Na poziom PKB w kolejnych kwartałach oddziaływać będzie m.in. uruchomienie wypłat z programu Rodzina 500+, zwiększającego dochody do dyspozycji gospodarstw domowych. Istotnym ryzykiem może być natomiast niepewność co do przyszłej koniunktury w gospodarce globalnej, w tym skutki referendum dotyczącego wystąpienia Wielkiej Brytanii z Unii Europejskiej. Jego wynik przyczynił się do wzrostu awersji do ryzyka na światowych rynkach finansowych, znajdującej odzwierciedlenie w istotnym pogorszeniu notowań giełdowych oraz w osłabieniu kursu walut krajów rozwijających się, w tym Polski.

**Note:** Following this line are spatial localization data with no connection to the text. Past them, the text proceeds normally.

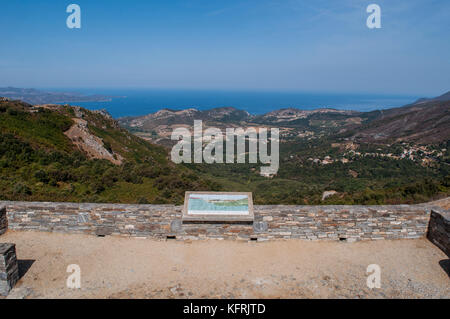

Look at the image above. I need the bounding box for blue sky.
[0,0,449,95]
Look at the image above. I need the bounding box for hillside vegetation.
[0,95,449,206]
[0,99,217,204]
[118,93,450,205]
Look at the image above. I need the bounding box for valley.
[118,92,450,205]
[0,91,449,205]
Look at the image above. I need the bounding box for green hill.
[0,98,218,204]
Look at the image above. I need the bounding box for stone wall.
[0,205,7,236]
[1,201,436,242]
[253,205,430,241]
[0,243,19,296]
[427,209,450,256]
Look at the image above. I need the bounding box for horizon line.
[0,85,434,98]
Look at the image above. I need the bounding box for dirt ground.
[1,231,449,299]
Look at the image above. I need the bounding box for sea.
[51,88,419,118]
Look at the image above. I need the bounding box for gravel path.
[1,231,449,299]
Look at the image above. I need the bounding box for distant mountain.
[348,99,450,144]
[120,106,251,131]
[0,87,115,105]
[120,106,359,129]
[121,108,200,129]
[202,107,250,122]
[120,106,361,128]
[119,91,450,146]
[118,105,369,146]
[412,91,450,105]
[254,108,360,124]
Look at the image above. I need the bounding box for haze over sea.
[53,88,419,118]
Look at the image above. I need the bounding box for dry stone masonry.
[1,201,441,242]
[0,206,7,235]
[427,209,450,256]
[0,243,19,296]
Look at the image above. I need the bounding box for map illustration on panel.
[187,193,250,215]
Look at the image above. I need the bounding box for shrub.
[13,183,32,196]
[34,170,49,183]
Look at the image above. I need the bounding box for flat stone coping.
[0,200,444,211]
[0,243,15,255]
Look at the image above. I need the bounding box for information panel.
[182,192,254,223]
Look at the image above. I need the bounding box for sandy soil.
[1,231,449,299]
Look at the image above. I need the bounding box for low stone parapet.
[0,243,19,296]
[0,205,7,235]
[0,201,434,242]
[427,209,450,256]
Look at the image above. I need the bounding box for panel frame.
[182,191,254,223]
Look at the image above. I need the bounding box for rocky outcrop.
[64,118,123,165]
[322,191,338,201]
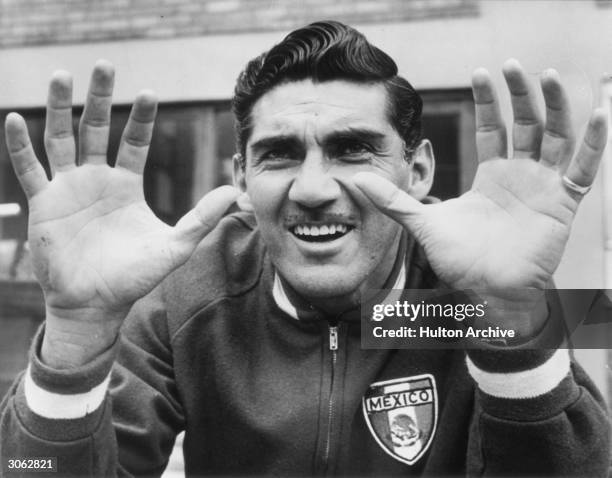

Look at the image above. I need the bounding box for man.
[0,21,609,476]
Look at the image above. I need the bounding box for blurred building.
[0,0,611,439]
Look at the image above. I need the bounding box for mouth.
[289,223,355,242]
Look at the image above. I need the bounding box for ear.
[404,139,435,200]
[232,153,254,212]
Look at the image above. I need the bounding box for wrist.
[470,289,548,343]
[41,305,126,368]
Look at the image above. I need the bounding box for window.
[421,90,476,200]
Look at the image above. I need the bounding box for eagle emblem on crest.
[362,374,438,465]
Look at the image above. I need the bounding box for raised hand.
[353,60,607,329]
[5,61,238,366]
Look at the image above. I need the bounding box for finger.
[173,186,240,246]
[540,69,575,170]
[502,59,543,159]
[352,172,424,231]
[44,70,76,174]
[563,108,607,198]
[5,113,48,198]
[472,68,507,162]
[115,90,158,175]
[78,59,115,165]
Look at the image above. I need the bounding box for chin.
[281,264,366,300]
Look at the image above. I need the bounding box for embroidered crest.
[362,374,438,465]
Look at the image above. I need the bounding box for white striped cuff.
[466,348,570,399]
[24,365,111,419]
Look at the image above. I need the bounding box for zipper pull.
[329,325,338,351]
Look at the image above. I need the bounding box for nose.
[287,153,341,208]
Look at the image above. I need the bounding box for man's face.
[239,79,415,305]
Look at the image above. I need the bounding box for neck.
[309,290,362,317]
[276,232,407,319]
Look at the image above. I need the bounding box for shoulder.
[119,213,266,374]
[172,210,263,296]
[157,212,266,333]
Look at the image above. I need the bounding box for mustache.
[283,211,358,226]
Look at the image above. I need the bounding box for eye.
[333,140,373,162]
[257,148,298,163]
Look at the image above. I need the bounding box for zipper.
[329,325,339,352]
[322,324,339,472]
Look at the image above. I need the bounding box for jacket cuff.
[24,364,111,419]
[466,349,579,421]
[14,377,112,442]
[465,288,567,372]
[12,325,118,440]
[29,324,118,393]
[466,348,570,399]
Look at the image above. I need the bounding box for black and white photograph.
[1,0,612,476]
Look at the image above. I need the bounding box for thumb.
[173,185,240,246]
[352,172,425,231]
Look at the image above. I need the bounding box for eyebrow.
[249,127,388,153]
[249,135,302,154]
[322,127,387,147]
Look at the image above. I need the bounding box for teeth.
[292,223,350,237]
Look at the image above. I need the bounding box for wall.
[0,0,477,47]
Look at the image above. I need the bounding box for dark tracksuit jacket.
[0,212,610,477]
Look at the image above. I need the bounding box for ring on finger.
[561,175,591,196]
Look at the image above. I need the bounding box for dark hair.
[232,20,423,160]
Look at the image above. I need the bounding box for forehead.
[248,79,395,145]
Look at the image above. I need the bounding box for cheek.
[360,199,404,247]
[245,174,291,220]
[380,166,412,192]
[333,160,411,199]
[366,214,403,247]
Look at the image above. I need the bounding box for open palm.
[5,62,238,346]
[355,60,607,299]
[407,159,575,291]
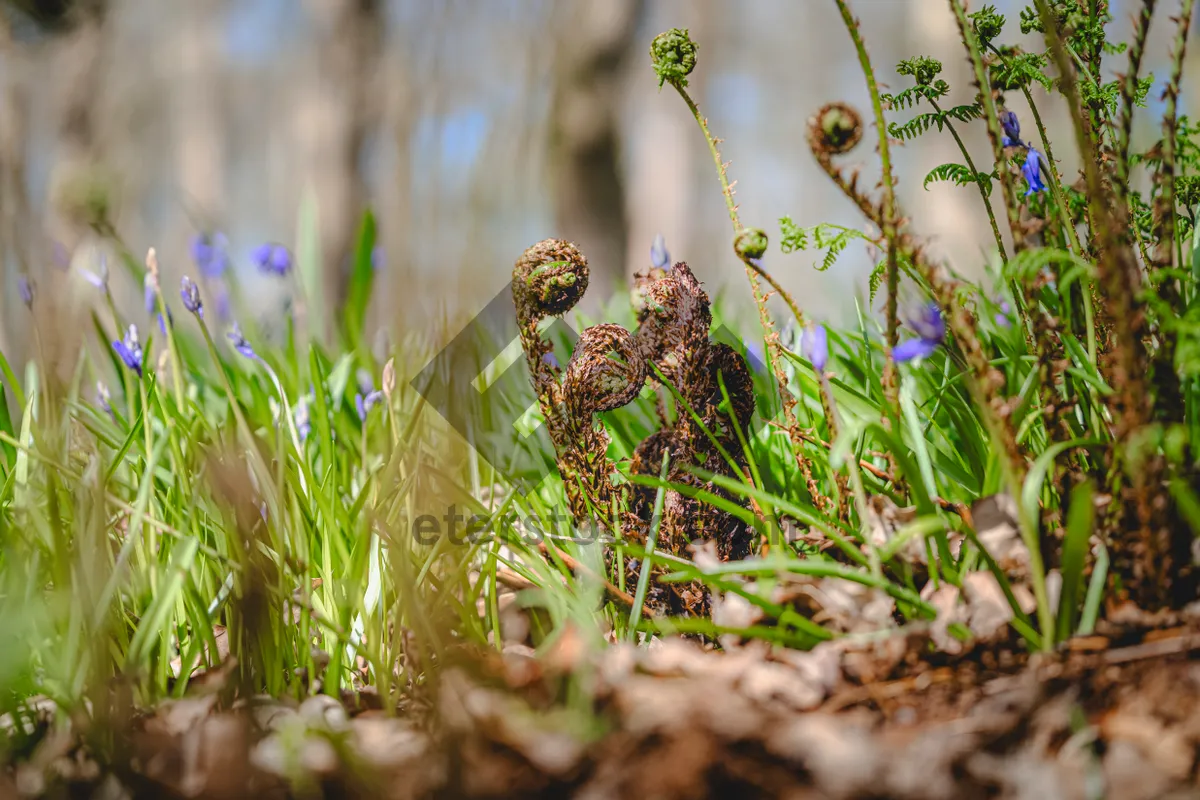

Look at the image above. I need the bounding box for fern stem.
[948,0,1024,249]
[1153,0,1196,270]
[1115,0,1158,190]
[671,85,740,232]
[929,98,1007,259]
[832,0,900,349]
[670,80,829,513]
[1037,0,1164,606]
[982,41,1084,256]
[1022,88,1085,256]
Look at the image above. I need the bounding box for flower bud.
[181,275,203,318]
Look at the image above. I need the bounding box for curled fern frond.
[969,4,1006,47]
[897,55,943,86]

Giełda zwiastuje problemy?
Niepokojące informacje napłynęły szczególnie z Giełdy Papierów Wartościowych w Warszawie. Na zakończenie ostatniej sesji w czerwcu większość indeksów giełdowych zanotowała spadek w porównaniu ze stanem na ostatniej sesji przed rokiem. WIG obniżył się o 16,1 proc., a WIG20 aż o 24,5 proc. Przyjmując, że w wielu przypadkach zmiany na giełdzie z wyprzedzeniem pokazują zmiany koniunktury makroekonomicznej, źle to rokuje dla przyspieszenia dynamiki gospodarki w dalszych miesiącach. Trzeba bowiem pamiętać, że według założeń ustawy budżetowej tempo wzrostu PKB powinno w bieżącym roku osiągnąć 3,8 proc. Oznacza to konieczność uzyskania w II półroczu nierealnie wysokiego wzrostu – zbliżonego do 4,5 proc.
Podobnie jak w 2015 r. głównym czynnikiem wpływającym na sytuację ekonomiczną kraju był silny popyt konsumpcyjny. W I kwartale br. spożycie przewyższyło ubiegłoroczny poziom o 3,4 proc. i zbliżony do tego wzrost też prawdopodobnie utrzymał się w II kwartale. Przyczyniły się do niego pozytywne tendencje na rynku pracy. Systematycznie rosło zatrudnienie w gospodarce, osiągając historycznie najwyższe poziomy. W ostatnich miesiącach szczególnie przyspieszył wzrost zatrudnienia w sektorze przedsiębiorstw. W I półroczu zwiększyło się ono o 2,9 proc., na co coraz większy wpływ mają stabilne umowy o pracę dotyczące pracujących na czas nieokreślony. Wzrost pracujących przyczynia się do obniżania stopy rejestrowanego bezrobocia, która w końcu lipca spadła do 8,8 proc., tj. stanu dotychczas nienotowanego. Spadające bezrobocie oraz wysokie zapotrzebowanie na pracowników powoli zwiększają nacisk na wzrost wynagrodzeń, których realny poziom w I półroczu 2016 r. był o 5,1 proc. większy niż rok temu. W tym czasie siła nabywcza przeciętnej emerytury i renty pracowniczej zwiększyła się o 2,2 proc.
Deflacja utrzymana
Poprawę zanotowano w kształtowaniu się wskaźników koniunktury konsumenckiej. Wyższy niż przed rokiem był bieżący wskaźnik ufności konsumenckiej, obrazujący aktualne tendencje zmian w konsumpcji indywidualnej. Pozytywne zmiany dotyczyły również wskaźnika wyprzedzającego. Najbardziej poprawiły się oczekiwania odnośnie do sytuacji ekonomicznej kraju, poziomu bezrobocia, a także sytuacji finansowej gospodarstw domowych. Dobre nastroje konsumentów zwiększały skłonność do zakupów, o czym świadczą dane dotyczące sprzedaży detalicznej, która po sześciu miesiącach, w cenach stałych, w przedsiębiorstwach o liczbie pracujących powyżej dziewięciu osób, wzrosła o 5 proc.